A commission spokesperson suggested Mr Hunt was ignorant of history and could benefit “from opening a history book from time-to-time”.
The put-down follows strong criticism of the Cabinet minister’s comments from EU states that were occupied by the Soviet Union, as well as a string of senior British diplomats.
Baiba Braze, Latvia’s ambassador, said the USSR had “ruined lives of three generations” in her country while EU membership had brought “prosperity, equality, growth, respect”. Tiina Intelmann, the Estonian ambassador, said: “EU and USSR not comparable.

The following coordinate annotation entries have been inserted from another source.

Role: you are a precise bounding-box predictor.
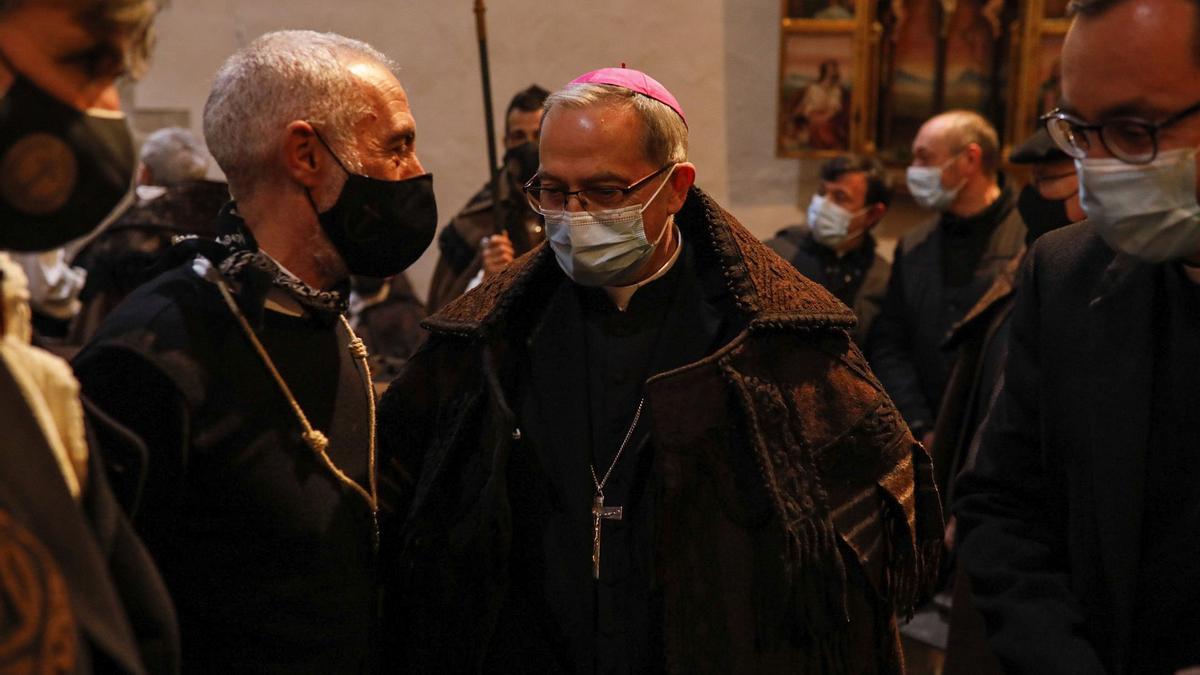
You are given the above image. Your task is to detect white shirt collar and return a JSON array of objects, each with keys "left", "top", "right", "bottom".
[{"left": 604, "top": 223, "right": 683, "bottom": 311}]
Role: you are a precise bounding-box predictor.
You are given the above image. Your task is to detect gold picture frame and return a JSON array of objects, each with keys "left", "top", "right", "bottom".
[
  {"left": 1004, "top": 0, "right": 1070, "bottom": 156},
  {"left": 775, "top": 0, "right": 874, "bottom": 157}
]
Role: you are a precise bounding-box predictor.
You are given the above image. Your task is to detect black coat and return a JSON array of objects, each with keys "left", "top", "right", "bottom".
[
  {"left": 766, "top": 226, "right": 892, "bottom": 342},
  {"left": 0, "top": 363, "right": 179, "bottom": 674},
  {"left": 864, "top": 191, "right": 1025, "bottom": 437},
  {"left": 954, "top": 223, "right": 1156, "bottom": 674}
]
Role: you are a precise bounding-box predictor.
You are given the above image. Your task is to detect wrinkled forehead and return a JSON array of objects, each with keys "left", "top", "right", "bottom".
[{"left": 1061, "top": 0, "right": 1200, "bottom": 121}]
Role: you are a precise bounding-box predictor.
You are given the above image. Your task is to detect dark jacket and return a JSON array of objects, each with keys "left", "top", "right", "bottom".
[
  {"left": 767, "top": 226, "right": 892, "bottom": 344},
  {"left": 0, "top": 362, "right": 179, "bottom": 674},
  {"left": 954, "top": 222, "right": 1156, "bottom": 674},
  {"left": 73, "top": 240, "right": 378, "bottom": 674},
  {"left": 864, "top": 190, "right": 1025, "bottom": 436},
  {"left": 929, "top": 251, "right": 1025, "bottom": 507},
  {"left": 426, "top": 166, "right": 545, "bottom": 312},
  {"left": 349, "top": 273, "right": 426, "bottom": 383},
  {"left": 379, "top": 190, "right": 941, "bottom": 673},
  {"left": 67, "top": 180, "right": 229, "bottom": 346},
  {"left": 929, "top": 253, "right": 1025, "bottom": 675}
]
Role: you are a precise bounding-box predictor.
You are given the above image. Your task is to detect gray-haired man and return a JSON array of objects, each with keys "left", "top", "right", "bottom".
[
  {"left": 77, "top": 31, "right": 437, "bottom": 673},
  {"left": 379, "top": 68, "right": 941, "bottom": 673}
]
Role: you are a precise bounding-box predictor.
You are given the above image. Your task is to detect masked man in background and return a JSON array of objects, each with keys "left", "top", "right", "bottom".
[
  {"left": 428, "top": 84, "right": 550, "bottom": 312},
  {"left": 0, "top": 0, "right": 179, "bottom": 674}
]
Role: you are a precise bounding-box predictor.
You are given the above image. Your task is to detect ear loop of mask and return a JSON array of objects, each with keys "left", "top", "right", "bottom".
[{"left": 304, "top": 127, "right": 354, "bottom": 214}]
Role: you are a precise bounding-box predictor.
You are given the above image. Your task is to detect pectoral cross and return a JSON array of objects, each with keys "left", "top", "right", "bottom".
[{"left": 592, "top": 492, "right": 622, "bottom": 579}]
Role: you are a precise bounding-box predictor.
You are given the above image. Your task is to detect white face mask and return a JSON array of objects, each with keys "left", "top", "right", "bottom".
[
  {"left": 809, "top": 195, "right": 868, "bottom": 249},
  {"left": 905, "top": 155, "right": 967, "bottom": 211},
  {"left": 544, "top": 167, "right": 674, "bottom": 286},
  {"left": 1075, "top": 148, "right": 1200, "bottom": 263}
]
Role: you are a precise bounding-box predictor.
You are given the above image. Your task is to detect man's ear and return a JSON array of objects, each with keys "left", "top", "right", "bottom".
[
  {"left": 280, "top": 120, "right": 321, "bottom": 190},
  {"left": 667, "top": 162, "right": 696, "bottom": 214},
  {"left": 962, "top": 143, "right": 983, "bottom": 174}
]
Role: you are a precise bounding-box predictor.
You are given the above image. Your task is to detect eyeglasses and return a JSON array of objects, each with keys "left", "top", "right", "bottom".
[
  {"left": 524, "top": 162, "right": 676, "bottom": 215},
  {"left": 1040, "top": 102, "right": 1200, "bottom": 165}
]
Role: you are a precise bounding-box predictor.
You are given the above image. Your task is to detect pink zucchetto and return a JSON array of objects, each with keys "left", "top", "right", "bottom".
[{"left": 571, "top": 66, "right": 688, "bottom": 126}]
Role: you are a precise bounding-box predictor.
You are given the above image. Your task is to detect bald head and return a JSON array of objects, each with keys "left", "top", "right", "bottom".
[
  {"left": 1069, "top": 0, "right": 1200, "bottom": 64},
  {"left": 913, "top": 110, "right": 1000, "bottom": 175}
]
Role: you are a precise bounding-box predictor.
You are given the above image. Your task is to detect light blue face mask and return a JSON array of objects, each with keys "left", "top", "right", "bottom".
[
  {"left": 905, "top": 155, "right": 967, "bottom": 211},
  {"left": 542, "top": 167, "right": 674, "bottom": 286},
  {"left": 808, "top": 195, "right": 866, "bottom": 249},
  {"left": 1075, "top": 148, "right": 1200, "bottom": 263}
]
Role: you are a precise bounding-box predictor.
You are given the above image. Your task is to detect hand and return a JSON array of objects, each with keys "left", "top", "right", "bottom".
[{"left": 480, "top": 232, "right": 516, "bottom": 279}]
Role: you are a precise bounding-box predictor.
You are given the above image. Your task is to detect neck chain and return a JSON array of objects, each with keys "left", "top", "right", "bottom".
[
  {"left": 208, "top": 269, "right": 374, "bottom": 552},
  {"left": 588, "top": 396, "right": 646, "bottom": 579}
]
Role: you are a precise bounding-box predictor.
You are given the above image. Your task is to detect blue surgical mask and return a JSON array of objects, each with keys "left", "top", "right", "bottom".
[
  {"left": 1075, "top": 148, "right": 1200, "bottom": 263},
  {"left": 544, "top": 169, "right": 674, "bottom": 286},
  {"left": 809, "top": 195, "right": 866, "bottom": 249},
  {"left": 905, "top": 159, "right": 966, "bottom": 211}
]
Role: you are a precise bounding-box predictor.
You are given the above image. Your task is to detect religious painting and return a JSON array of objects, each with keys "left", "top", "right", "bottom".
[
  {"left": 785, "top": 0, "right": 856, "bottom": 20},
  {"left": 876, "top": 0, "right": 1018, "bottom": 165},
  {"left": 776, "top": 24, "right": 856, "bottom": 157}
]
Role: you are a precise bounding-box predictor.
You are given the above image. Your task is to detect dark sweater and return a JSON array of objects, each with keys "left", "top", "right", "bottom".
[{"left": 76, "top": 255, "right": 376, "bottom": 673}]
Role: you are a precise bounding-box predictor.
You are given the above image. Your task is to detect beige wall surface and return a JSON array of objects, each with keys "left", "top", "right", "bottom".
[{"left": 133, "top": 0, "right": 902, "bottom": 297}]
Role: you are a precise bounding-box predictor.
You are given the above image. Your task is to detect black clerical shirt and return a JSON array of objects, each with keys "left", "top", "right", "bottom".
[
  {"left": 499, "top": 244, "right": 727, "bottom": 674},
  {"left": 1133, "top": 265, "right": 1200, "bottom": 674}
]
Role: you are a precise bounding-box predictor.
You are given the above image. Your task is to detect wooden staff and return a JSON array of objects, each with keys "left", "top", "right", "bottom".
[{"left": 475, "top": 0, "right": 504, "bottom": 233}]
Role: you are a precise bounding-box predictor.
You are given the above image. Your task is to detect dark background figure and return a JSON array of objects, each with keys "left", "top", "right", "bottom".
[
  {"left": 908, "top": 124, "right": 1084, "bottom": 675},
  {"left": 427, "top": 84, "right": 550, "bottom": 313},
  {"left": 865, "top": 110, "right": 1025, "bottom": 446},
  {"left": 0, "top": 0, "right": 179, "bottom": 675},
  {"left": 348, "top": 274, "right": 426, "bottom": 388},
  {"left": 767, "top": 155, "right": 892, "bottom": 342},
  {"left": 954, "top": 0, "right": 1200, "bottom": 675},
  {"left": 67, "top": 127, "right": 229, "bottom": 347}
]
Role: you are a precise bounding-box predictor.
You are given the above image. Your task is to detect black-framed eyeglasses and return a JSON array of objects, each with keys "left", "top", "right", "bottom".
[
  {"left": 524, "top": 162, "right": 676, "bottom": 215},
  {"left": 1040, "top": 102, "right": 1200, "bottom": 165}
]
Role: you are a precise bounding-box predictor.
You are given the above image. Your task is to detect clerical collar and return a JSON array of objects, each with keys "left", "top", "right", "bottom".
[{"left": 604, "top": 223, "right": 683, "bottom": 311}]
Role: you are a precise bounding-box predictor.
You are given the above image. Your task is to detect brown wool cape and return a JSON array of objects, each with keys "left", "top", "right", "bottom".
[{"left": 379, "top": 189, "right": 942, "bottom": 674}]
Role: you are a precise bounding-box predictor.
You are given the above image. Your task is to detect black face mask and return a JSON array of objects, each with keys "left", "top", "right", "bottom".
[
  {"left": 0, "top": 76, "right": 137, "bottom": 251},
  {"left": 308, "top": 135, "right": 438, "bottom": 276},
  {"left": 504, "top": 142, "right": 539, "bottom": 187},
  {"left": 1016, "top": 185, "right": 1070, "bottom": 244}
]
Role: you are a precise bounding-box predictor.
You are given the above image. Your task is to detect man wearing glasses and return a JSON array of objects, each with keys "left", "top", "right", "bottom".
[
  {"left": 954, "top": 0, "right": 1200, "bottom": 674},
  {"left": 379, "top": 68, "right": 941, "bottom": 674}
]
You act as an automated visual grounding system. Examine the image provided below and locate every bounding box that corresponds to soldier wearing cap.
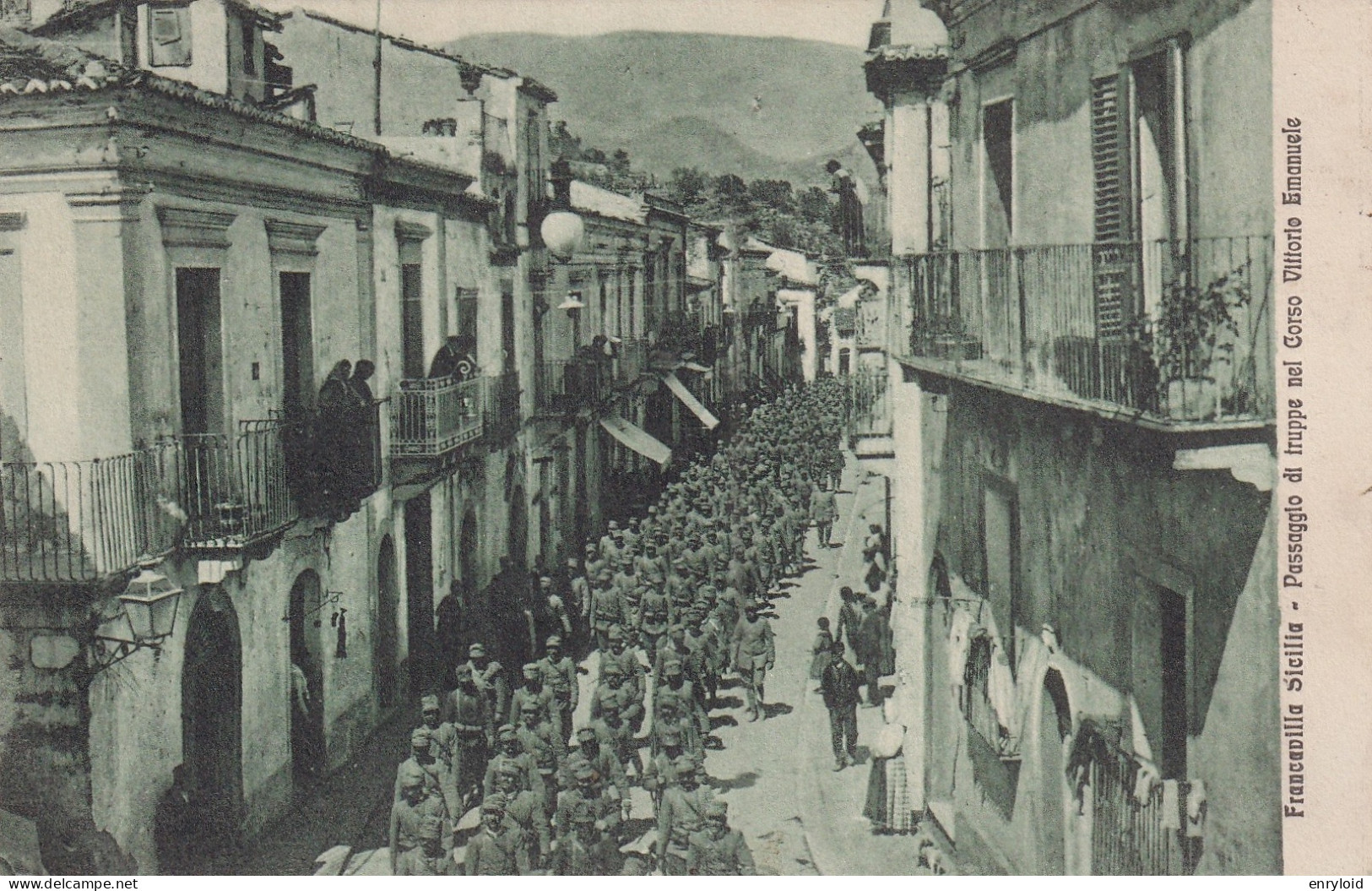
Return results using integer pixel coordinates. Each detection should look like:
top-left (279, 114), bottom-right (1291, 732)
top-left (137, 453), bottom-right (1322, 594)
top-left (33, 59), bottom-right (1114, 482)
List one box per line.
top-left (588, 570), bottom-right (624, 652)
top-left (686, 801), bottom-right (757, 876)
top-left (442, 665), bottom-right (496, 801)
top-left (481, 724), bottom-right (547, 795)
top-left (551, 807), bottom-right (621, 876)
top-left (390, 762), bottom-right (452, 876)
top-left (553, 761), bottom-right (621, 839)
top-left (733, 603), bottom-right (777, 720)
top-left (657, 755), bottom-right (713, 876)
top-left (577, 715), bottom-right (630, 819)
top-left (507, 662), bottom-right (562, 733)
top-left (536, 634), bottom-right (580, 740)
top-left (489, 764), bottom-right (553, 869)
top-left (514, 703), bottom-right (567, 795)
top-left (463, 796), bottom-right (531, 876)
top-left (465, 641), bottom-right (511, 718)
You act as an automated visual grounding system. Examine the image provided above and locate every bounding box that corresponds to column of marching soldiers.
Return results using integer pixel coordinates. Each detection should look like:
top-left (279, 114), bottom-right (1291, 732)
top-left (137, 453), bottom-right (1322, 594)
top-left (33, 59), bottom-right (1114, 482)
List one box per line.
top-left (390, 379), bottom-right (847, 874)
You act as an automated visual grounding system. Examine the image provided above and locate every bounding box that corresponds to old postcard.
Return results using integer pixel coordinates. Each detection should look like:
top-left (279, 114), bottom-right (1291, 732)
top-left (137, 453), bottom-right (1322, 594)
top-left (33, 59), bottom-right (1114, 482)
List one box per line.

Soviet regime was brutal, I lived under it, comparison is insulting.”
Vytenis Andriukaitis, Lithania’s EU commissioner took a more personal approach to his criticism.
“Dear Jeremy Hunt,” he said. “I was born in Soviet gulag and [have] been imprisoned by KGB a few times in my life. Happy to brief you on the main differences between EU and Soviet Union. And also why we escaped the USSR. Anytime. Whatever helps.”
Piling in for condemnation at home, Lord Ricketts, a former head of the Foreign Office, said Mr Hunt’s claim was “rubbish unworthy of a British foreign secretary”. The peer’s successor as Britain’s chief diplomat, Simon Fraser, said he agreed with his predecessor and that the foreign secretary had displayed a “shocking failure of judgement”.
I would say respectfully that we would all benefit, and in particular foreign affairs ministers, from opening a history book from time-to-time
Asked about Mr Hunt’s comments, chief spokesperson for the European Commission Margaritis Schinas told reporters in Brussels: “I would say respectfully that we would all benefit, and in particular foreign affairs ministers, from opening a history book from time-to-time.”
Responding to a journalist reporting Mr Hunt’s words on social media, Latvian ambassador Ms Braze said: “Just for your information – Soviets killed, deported, exiled and imprisoned hundreds of thousands of Latvia’s inhabitants after the illegal occupation in 1940, and ruined lives of three generations, while the EU has brought prosperity, equality, growth, respect.”
Latvia, Estonia and Lithania were three of a number of states to be annexed by the USSR in the 1940s and later incorporated into it as a constituent republics. After gaining their independence in 1990 and 1991 they sought EU membership, finally joining the bloc in 2004.
The comments are likely to cause widespread anger across the EU at a time in talks when Britain desperately needs allies on the European Council. Donald Tusk, the president of the body, was active as an anti-Soviet student leader in Gdansk under Poland’s communist government – at the time a client state of the USSR.
Mr Tusk himself has said that the “tough and in fact uncompromising” stance struck by the British government, in particular Theresa May, had pushed EU leaders into hardening their own position and rejecting outright her Chequers Brexit trade plan.
Mr Hunt had told conference delegates: “What happened to the confidence and ideals of the European dream? The EU was set up to protect freedom. It was the Soviet Union that stopped people leaving.
“The lesson from history is clear: If you turn the EU club into a prison, the desire to get out won’t diminish. It will grow and we won’t be the only prisoner that will want to escape.”
The EU has consistently said it respects the Brexit referendum result and that Britain will be leaving on 29 March 2019 barring a change of heart from UK politicians.